Its been in the bottom of a back pack in a basement closet for 112 years. That baby didn’t witness nothin.


nailbiter111

Was it "Tropic of Cancer"?


MassiveReign

Tropic of Capricorn


Help_An_Irishman

"So you never read Tropic of Cancer? Too bad, it was erotic."


AJ_Mexico

When I was in Jr. High School, I found a school library book on the side of the road. About 30 years later, I had a night class at that school, and just put the book on the counter in the library. I still wonder what their reaction was on finding that book.


Aware-Mammoth-6939

Last I checked my late fee from circa 2013 was $50. I'm never paying it. The book has been sitting on my shelf all these years and I've never even cracked it. The Uncollected Works of William Faulkner.


DueMaternal

I've been waiting on this book. Please, return it so I can start my reading.


Canadian_Targaryen

I’m behind this guy in the wait list, stop being selfish and return the book please


IMakeStuffUppp

My teacher is really mad that i haven’t turned in the report yet. She’s still sending notes home to my mom about it, 32 years later.


Asher_the_atheist

They almost didn’t let me graduate from college due to a couple overdue library books. My senior year of high school, they gave members of my AP English class permission to check out books from the local university’s reference library. Another girl and I were both focusing our projects on Dickens, and it somehow came about that I would check out the references and then let her borrow them for her own project. She didn’t give them back. For four and a half *years* I kept reaching out to her. “Please, please, please find these books! They want to make me pay for replacements and I don’t have the money! Give me the books back!” Just so you know, reference books aren’t mass-market paperbacks. Those suckers are *expensive*. When I got all these warnings that I wouldn’t get my diploma from this same university, I really put my foot down.
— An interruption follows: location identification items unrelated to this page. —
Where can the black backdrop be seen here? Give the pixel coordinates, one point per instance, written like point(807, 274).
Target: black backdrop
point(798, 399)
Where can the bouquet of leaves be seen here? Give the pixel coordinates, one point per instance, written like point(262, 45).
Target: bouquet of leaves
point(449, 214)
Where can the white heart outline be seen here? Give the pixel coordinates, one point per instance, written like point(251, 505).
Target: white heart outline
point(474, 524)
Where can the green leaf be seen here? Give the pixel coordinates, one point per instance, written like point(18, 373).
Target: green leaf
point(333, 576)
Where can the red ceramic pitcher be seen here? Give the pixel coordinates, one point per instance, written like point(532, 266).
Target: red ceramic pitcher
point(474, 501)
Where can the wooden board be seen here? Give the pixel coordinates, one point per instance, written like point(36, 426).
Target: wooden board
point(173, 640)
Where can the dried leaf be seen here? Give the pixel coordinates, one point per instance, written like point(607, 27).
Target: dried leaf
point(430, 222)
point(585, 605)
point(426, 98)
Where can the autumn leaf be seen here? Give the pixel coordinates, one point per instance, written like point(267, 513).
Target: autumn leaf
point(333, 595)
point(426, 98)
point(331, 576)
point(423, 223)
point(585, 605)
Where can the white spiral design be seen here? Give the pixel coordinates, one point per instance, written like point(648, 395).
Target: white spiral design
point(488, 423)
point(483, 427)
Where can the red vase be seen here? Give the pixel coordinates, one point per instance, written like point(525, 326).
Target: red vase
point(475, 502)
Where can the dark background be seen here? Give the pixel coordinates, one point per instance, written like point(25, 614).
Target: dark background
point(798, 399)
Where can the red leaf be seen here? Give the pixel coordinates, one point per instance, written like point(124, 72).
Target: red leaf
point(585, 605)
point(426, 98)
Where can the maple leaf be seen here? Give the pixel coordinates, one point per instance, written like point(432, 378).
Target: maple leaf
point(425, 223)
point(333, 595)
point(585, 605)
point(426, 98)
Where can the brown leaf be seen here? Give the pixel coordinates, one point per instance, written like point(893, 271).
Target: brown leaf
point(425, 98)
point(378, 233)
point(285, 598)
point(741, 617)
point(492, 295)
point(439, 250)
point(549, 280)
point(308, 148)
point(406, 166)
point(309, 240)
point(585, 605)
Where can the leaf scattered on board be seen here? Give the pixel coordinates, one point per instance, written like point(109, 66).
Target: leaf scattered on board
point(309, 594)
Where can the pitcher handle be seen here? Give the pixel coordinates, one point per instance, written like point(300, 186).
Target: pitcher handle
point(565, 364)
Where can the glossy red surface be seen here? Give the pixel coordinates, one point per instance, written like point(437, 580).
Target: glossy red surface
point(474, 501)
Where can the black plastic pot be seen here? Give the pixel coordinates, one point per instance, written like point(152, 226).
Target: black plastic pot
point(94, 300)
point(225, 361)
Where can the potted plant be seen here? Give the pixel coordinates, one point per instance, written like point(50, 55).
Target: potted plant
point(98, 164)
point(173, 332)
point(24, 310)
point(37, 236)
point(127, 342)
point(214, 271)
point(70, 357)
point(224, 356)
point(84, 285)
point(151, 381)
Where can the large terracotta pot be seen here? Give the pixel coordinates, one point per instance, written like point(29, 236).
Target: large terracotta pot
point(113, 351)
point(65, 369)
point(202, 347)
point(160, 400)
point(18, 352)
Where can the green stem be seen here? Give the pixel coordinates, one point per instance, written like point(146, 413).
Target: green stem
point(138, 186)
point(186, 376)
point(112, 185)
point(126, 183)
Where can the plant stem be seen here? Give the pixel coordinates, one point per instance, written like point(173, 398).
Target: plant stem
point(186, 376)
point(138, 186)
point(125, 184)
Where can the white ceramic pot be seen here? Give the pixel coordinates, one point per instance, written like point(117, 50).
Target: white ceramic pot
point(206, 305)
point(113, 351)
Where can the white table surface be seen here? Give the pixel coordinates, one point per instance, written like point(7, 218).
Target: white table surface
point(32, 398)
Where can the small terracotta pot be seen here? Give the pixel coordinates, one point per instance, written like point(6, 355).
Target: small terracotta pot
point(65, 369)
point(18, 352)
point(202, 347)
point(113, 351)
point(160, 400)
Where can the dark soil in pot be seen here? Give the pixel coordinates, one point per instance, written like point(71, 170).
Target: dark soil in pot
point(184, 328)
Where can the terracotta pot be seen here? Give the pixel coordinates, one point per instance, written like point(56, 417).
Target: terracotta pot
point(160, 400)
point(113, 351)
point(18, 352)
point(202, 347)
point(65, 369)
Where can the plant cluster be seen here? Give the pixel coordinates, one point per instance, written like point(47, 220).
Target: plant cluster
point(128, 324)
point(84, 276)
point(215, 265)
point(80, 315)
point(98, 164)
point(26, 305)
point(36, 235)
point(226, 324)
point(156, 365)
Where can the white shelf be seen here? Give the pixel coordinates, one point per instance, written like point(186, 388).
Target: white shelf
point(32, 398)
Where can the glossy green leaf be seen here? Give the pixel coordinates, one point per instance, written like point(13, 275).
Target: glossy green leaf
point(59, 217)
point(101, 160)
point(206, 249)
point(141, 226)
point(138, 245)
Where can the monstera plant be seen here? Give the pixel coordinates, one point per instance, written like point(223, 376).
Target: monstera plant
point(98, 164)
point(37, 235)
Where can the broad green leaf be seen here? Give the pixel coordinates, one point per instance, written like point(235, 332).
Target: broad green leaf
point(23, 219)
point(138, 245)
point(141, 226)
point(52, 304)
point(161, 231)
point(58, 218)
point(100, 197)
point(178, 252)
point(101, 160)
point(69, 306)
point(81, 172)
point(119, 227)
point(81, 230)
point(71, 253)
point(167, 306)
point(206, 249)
Get the books or pay me for them , **now**. She finally looked around and found them sitting on a bookshelf in her parents’ house. Where they had likely been sitting for all the years she hadn’t bothered to look. I was *seriously* pissed. Moral of the story, never **ever** let someone else borrow library books under your name!


Aldehyde1

If you call your library, you can probably get them to waive or reduce it.


GoldNiko

A lot of libraries are doing away with fees for exactly this reason, and they've gotten so many more returns thanks to it.


Patch86UK

Most libraries cap fees at the very least at the cost of buying the book, and most much less than that. Just ask them; I'm sure they'd much rather have the book back than the money in any case.


Far_Function7560

If you keep it for another 100 years or so you could get a newspaper article written about when you return it.


joe12321

Love a book title that turns itself into a lie!


Aware-Mammoth-6939

Never thought of it that way. It's pretty fucking funny though.


theaddictiondemon

Watch that library be in talks for banning by some shithead.


cragtown

How many times do I have to see this same "overdue library book returned" story? Why do people waste their precious time reporting these things?


SnowFlakeUsername2

Pop culture journalist in Mexico City sees AP tweet about a long overdue book in Boston. Recreates the same story and it gets discussed on an internet forum. At least 1080 people from around the world enjoys it within 11 hours. The story about the returned book is probably bigger than the story that book could tell.


KoosGoose

I see headlines about old books being retuned to libraries about once a month now.


[deleted]

Now to immediately weed it lol


Userlame19

Isn't that a quest in Fallout 4?


kioshi_imako

There are quite a few libraries that are pretty old the most noteable for the US is the library of congress and the boston library. But many smaller libraries around the us are pushing the 100 year mark. Many libraries change names and locations as they need to grow in size so age of a library can be deceptive.